The process is slow. Someone might bring in a chain that snapped years ago and sat forgotten in a drawer. The goldsmith will study it quietly, run it between his fingers, test its weight. There’s no rush. Each repair, each new creation, is treated like its own project. Melting the gold down, shaping it into a new form, hammering it smooth again, these are actions repeated hundreds, even thousands of times, but never with less care.

What stands out in a place like this is how much of the work isn’t about making things new, but about preserving what already exists. A woman brings in her late husband’s wedding band, too big now for her to wear, and asks for it to be resized. A young man comes in with his grandmother’s earrings, one of them bent out of shape after years in a box. These aren’t purchases. They’re acts of memory. In a workshop like this, jewellery isn’t just decoration. It’s history, locked into metal.

The goldsmith doesn’t advertise. There’s no flashy sign outside, no website, no Instagram page showing off his latest pieces. Business comes from people who know where to find him, who have been coming to him for years, or who were told by a friend that this is the man you go to when you want something done right. It’s a kind of trust that doesn’t exist in chain stores or online shops.

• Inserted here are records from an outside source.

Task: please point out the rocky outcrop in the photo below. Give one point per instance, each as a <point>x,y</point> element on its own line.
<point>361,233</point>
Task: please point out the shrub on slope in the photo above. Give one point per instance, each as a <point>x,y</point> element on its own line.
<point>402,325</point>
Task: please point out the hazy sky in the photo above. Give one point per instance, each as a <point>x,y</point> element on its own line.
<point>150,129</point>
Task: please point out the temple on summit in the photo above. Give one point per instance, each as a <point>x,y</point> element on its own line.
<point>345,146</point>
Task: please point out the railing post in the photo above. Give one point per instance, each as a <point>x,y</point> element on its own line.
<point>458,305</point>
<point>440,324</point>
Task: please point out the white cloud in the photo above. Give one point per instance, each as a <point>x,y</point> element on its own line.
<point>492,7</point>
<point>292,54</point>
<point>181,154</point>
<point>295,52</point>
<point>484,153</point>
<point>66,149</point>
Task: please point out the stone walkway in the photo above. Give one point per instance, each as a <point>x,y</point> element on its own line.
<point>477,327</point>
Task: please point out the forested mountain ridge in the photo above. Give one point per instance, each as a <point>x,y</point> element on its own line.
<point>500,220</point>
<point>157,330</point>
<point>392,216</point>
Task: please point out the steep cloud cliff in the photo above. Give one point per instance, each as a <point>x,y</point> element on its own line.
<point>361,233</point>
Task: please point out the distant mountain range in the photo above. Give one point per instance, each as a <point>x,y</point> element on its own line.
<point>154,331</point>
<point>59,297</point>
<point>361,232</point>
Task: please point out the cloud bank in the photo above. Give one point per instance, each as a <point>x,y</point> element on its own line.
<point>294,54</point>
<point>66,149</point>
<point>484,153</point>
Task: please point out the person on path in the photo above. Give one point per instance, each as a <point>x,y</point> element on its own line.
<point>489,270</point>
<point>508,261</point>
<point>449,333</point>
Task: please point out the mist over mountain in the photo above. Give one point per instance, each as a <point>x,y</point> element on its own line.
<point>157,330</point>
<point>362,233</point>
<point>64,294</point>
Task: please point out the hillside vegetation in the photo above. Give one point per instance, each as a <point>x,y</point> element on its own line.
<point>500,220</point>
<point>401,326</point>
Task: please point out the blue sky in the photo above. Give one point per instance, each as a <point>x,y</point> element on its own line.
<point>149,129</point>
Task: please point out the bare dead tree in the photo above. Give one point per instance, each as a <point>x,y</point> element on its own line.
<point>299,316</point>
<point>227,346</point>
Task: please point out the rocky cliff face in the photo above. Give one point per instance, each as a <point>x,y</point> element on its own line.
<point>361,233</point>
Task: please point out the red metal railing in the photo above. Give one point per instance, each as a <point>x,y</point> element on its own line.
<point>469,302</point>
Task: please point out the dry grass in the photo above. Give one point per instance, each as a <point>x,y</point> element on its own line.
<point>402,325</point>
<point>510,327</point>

The work itself isn’t glamorous. Hands blackened by soot, gold dust scattered across the floor, small burns on the workbench from a misdirected flame. But there’s a quiet dignity in it. In a country where fast fashion and quick turnarounds dominate most industries, holding onto a craft like this feels almost rebellious.

Even as modern jewellery-making technology advances, laser engravers, 3D printers, automatic casting machines, there’s something people still value about human-made imperfection. A slight difference in shape from one piece to another. A tiny mark that shows where the hammer touched too hard. It makes the piece feel alive in a way machine-made gold can’t.

Across South Africa, there are only a handful of workshops like this left. In Johannesburg’s old jewellery district, a few stubborn shops still keep their benches running. In Cape Town’s less tourist-focused streets, there are older artisans quietly keeping the same traditions alive. But the numbers are thinning out. Younger generations often don’t see the value in such slow, manual work. The goldsmith himself admits he doesn’t know how much longer his workshop will stay open. But for now, he keeps working.

The customers who find their way here leave with more than just a repaired chain or a newly shaped ring. They leave with a piece of a slower world, where things are made to last, not just to sell. There’s a difference between buying something off the shelf and knowing it was shaped from raw metal by hand, every edge and curve adjusted until it felt exactly right.

Outside the workshop, the city keeps moving. Cars weave through traffic. Shoppers hurry past with plastic bags. But inside, the radio plays on, the torch hisses quietly, and the goldsmith’s hands keep working. Gold is gold, it holds its value in any form. But in places like this, it holds something else too,  time, patience, and the weight of craft that refuses to disappear quietly.